# Forum > News > OC News >  Five Rules of Respect

## Alkhara Majere

Let us turn over a new leaf. I offer these Five Rules of Respect.

1. A little kindness goes a long way.Always be polite when you post, even if you strongly disagree with something that is said.Answer questions if you can. If it is a common question, direct them to our FAQ. If it is a question best answered on another forum or in an existing thread, refer them there. Otherwise, answer it yourself. No need to be unfriendly.If you feel that you cannot answer kindly, don't reply at all. It is better to say nothing, than to spread ill-will on this forum.2. Respect the intent of the thread.Questions and debates are common here, and those asking the questions are directed here by the larger forum community and the moderators, because they know they will recieve informed, respectful opinions. Feel free to offer your opinion, but do so in a way and tone that reflects well upon the community.3. Be respectful of other people's work.When criticizing other people's work, be constructive.Offer helpful suggestions.Tell them what they have done right, as well as where they need to improve.Be polite about it. There is no need to flame people.4. English is a wondrous language. We encourage you to use it.Make your posts clear and understandable. For longer posts, consider writing it out in MS Word first, and running a spell check.5. Trolls.Trolling and Flaming is not allowed on the site. We ask that all members show respect for each other.If a post blatently breaks the rules simply report it, as opposed to calling the poster a name.Report troll threads using the "R" (Report) button.This method really does work. Be patient.Do not reply with "/reported." Report the thread and move on. Anything else simply encourages the troll.

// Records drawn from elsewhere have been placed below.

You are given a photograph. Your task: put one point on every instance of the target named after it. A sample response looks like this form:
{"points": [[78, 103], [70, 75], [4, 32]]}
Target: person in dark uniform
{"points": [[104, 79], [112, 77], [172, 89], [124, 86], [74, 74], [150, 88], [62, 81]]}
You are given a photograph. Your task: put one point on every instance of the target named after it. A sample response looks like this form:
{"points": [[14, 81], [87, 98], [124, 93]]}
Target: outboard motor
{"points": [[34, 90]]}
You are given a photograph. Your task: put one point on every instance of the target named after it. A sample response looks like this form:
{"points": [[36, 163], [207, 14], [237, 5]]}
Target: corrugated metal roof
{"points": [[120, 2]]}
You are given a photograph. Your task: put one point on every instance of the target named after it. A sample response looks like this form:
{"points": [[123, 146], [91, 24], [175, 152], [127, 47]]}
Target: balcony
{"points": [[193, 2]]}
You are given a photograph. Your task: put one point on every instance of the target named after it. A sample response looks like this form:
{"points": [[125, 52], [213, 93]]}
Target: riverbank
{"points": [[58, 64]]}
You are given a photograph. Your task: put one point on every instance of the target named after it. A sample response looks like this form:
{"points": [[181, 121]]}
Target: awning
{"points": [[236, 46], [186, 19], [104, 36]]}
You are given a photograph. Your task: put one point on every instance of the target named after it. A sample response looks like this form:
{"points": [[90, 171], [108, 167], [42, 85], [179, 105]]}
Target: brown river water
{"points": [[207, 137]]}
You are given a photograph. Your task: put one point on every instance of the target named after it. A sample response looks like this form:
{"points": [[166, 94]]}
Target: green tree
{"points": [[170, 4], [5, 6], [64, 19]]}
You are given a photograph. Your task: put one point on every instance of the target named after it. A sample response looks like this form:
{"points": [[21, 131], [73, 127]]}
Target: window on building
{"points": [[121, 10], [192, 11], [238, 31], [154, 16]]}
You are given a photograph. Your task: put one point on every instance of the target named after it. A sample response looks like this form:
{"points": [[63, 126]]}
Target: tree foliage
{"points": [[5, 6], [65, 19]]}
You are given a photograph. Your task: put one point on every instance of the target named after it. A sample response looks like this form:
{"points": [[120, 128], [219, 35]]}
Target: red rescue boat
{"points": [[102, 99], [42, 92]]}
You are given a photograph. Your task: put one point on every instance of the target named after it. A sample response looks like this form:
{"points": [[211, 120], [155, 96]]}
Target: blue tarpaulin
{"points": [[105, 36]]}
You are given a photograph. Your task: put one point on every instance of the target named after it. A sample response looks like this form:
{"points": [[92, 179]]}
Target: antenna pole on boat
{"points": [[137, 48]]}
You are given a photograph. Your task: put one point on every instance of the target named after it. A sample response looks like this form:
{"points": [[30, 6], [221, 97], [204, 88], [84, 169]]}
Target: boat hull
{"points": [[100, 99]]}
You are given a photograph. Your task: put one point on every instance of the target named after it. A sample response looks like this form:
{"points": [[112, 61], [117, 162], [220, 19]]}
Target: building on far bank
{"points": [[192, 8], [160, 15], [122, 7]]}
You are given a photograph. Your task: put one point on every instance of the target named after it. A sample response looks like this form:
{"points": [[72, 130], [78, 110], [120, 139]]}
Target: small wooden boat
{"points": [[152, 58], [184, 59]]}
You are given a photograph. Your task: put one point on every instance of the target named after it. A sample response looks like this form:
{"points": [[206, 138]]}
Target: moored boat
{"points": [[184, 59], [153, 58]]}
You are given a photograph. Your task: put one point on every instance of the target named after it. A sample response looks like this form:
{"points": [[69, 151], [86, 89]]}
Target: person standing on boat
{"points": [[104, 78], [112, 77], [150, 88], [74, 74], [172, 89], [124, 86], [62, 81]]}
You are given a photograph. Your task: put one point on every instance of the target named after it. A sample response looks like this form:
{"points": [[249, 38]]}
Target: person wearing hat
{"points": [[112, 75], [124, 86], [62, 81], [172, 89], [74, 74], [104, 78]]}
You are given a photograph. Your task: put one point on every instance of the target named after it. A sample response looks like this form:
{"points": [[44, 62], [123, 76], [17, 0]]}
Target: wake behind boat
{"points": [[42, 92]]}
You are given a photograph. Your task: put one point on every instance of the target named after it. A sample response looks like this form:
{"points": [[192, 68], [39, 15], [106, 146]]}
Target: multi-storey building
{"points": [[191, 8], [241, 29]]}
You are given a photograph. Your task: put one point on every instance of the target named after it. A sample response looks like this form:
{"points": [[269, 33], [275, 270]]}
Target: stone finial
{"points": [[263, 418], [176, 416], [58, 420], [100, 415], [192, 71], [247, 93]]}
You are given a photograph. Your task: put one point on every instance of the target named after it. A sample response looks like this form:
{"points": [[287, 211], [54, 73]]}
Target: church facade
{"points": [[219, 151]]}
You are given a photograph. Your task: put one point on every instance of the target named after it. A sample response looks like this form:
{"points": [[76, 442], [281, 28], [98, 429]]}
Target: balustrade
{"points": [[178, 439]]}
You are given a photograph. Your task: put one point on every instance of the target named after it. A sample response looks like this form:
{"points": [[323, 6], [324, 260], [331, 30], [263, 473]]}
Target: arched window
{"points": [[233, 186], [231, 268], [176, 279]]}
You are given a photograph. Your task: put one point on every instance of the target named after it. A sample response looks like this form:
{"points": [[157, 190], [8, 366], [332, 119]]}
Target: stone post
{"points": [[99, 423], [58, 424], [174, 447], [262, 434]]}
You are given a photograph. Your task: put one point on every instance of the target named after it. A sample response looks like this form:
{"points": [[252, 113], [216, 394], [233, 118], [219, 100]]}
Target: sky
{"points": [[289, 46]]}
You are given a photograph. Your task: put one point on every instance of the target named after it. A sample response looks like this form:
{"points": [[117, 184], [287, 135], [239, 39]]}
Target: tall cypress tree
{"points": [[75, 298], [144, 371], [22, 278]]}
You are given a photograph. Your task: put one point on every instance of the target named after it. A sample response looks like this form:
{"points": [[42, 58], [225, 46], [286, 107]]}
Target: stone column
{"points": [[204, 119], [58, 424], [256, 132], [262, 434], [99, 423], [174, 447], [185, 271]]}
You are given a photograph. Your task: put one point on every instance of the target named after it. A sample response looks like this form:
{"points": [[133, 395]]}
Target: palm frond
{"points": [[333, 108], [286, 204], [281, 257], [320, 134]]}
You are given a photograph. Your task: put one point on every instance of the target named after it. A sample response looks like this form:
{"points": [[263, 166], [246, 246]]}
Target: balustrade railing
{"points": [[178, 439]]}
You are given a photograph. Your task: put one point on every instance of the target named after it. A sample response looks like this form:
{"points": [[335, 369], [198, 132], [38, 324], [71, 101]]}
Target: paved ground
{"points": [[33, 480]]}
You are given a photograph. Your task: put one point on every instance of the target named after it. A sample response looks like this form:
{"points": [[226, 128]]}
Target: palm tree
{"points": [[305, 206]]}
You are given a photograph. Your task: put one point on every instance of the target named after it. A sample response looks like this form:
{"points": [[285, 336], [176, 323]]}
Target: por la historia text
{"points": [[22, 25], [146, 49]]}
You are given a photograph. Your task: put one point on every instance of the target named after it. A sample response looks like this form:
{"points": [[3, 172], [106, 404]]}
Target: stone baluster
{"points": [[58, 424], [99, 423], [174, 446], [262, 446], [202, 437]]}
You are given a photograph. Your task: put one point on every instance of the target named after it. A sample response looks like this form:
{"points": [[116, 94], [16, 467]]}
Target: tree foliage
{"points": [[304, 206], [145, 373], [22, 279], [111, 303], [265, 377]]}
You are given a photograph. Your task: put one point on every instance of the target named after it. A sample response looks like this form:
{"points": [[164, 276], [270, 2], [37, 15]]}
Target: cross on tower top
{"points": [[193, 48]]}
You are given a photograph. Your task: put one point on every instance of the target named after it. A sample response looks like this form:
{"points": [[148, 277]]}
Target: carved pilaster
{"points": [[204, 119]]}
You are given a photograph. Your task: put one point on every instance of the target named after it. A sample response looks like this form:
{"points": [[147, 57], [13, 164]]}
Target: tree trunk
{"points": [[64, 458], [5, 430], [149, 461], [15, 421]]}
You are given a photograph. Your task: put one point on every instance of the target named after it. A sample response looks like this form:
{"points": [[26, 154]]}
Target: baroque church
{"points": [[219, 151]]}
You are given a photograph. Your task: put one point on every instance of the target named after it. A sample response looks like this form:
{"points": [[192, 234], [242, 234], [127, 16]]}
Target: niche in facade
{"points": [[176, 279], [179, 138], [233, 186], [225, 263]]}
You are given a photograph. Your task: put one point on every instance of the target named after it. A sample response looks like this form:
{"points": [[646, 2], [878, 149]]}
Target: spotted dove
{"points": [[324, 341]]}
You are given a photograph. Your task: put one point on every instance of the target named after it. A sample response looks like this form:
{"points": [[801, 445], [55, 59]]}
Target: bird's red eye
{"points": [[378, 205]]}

*Failure to comply with these rules may result in a warning or a ban from one of the staff members.*

These Five Rules of Respect are designed to make our forum the sort of place we all want it to be. It can be this way. It can a relaxing, fun place to participate, but only if we make it so. It is up to each of us to contribute to that congenial atmosphere. It is up to each of us to take that extra pause, and consider not just what we say, but how we choose to say it. Are we being respectful and polite, even in the face of those who wish to offend and anger us? Are we being examples to others here? Are we being the sort of posters that we would want to interact with? It's up to us... 

-Alkhara Majere
MMOwned Staff

----------


## KuRIoS

on another note, breaking these rules may result in a warning, or a ban, from one of the staff members,

----------


## Flying Piggy

Thank you Majere .

----------


## ryanster

ok thank you i will obay

----------


## Nugma

Pew pew pew pew pew pew. Good stuffs!

----------


## Tenni-T

Great stuff. Beautifull. I already look forward to be hangin around an even more lovely mmowned. Thank you.

----------


## 2dgreengiant

sexual  :Smile:  :Smile:

----------


## Xepher

FAQ ftw, I think everyone should be required to read the faq before comepleting registratoin..

----------


## Nugma

> FAQ ftw, I think everyone should be required to read the faq before comepleting registratoin..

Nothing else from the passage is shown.